The book was inspired by I Remember Nothing More, a remarkable memoir by Adina Blady Szwajger. A medical student at the time of the walling off of the Warsaw Ghetto, she devoted herself to her young charges in the Warsaw Children’s Hospital until 1943 when the final deportations of Jews to the concentration camps were nearing completion. She escaped the Ghetto and began working as a courier for the Jewish Resistance. She was one of the fortunate few to survive the war.

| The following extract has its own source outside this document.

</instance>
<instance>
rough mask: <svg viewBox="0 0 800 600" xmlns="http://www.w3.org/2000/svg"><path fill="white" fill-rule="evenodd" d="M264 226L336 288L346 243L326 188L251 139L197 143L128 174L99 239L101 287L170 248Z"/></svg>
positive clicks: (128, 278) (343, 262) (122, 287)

The Cats in Krasinski Square features a young girl who has escaped the Ghetto and is able to pass as an Aryan outside the Wall. She lives with her older sister, a member of the Resistance, and she befriends the cats who have been rendered homeless by the war. When she learns that a plan to smuggle food into the Ghetto is threatened by the Gestapo, she gathers up the stray cats into wicker baskets. As the train carrying the food couriers pulls into the station and the German soldiers let loose their snarling dogs, the cats are released and pandemonium ensues. That night the food makes its way into the Ghetto and the girl passes a loaf of bread through a hole in the Wall into the grateful arms of her friend Michal. Meanwhile, in Krasinski Square, a carousel swirls to gay music and children laugh with delight. Szwajger described watching the carousel as the fighting of the Ghetto Uprising raged and the houses (her own, among them) went up in flames on the other side of the Wall. The merry riders were seemingly insensible to the human tragedy playing out nearby.
Karen Hesse is a sensitive writer who has garnered both a Newberry Medal and a MacArthur Award for her books for children. With an economy of words and a poetic prose style, she has taken on complex moments in history and given them a human face. Her subjects have included the grinding poverty of the Dust Bowl, the forced relocation of the Aleuts after the Japanese invasion, and the Ku Klux Klan in New England. Never sentimental or sensationalistic, she creates a strong sense of historical place and the response of individuals to burdens imposed by the vagaries of historical circumstance.
In The Cats in Krasinski Square she is aided by Wendy Watson, a visual artist of comparable sensitivity. With softly blurred illustrations in muted yet luminous golden and ruddy tones, she portrays essence of cat along with essence of war-torn Warsaw. In the climactic train station scene, she provides just enough comic relief to allow the reader to feel triumphant exhilaration as a clever young girl with ingenuity outfoxes the Nazi soldiers.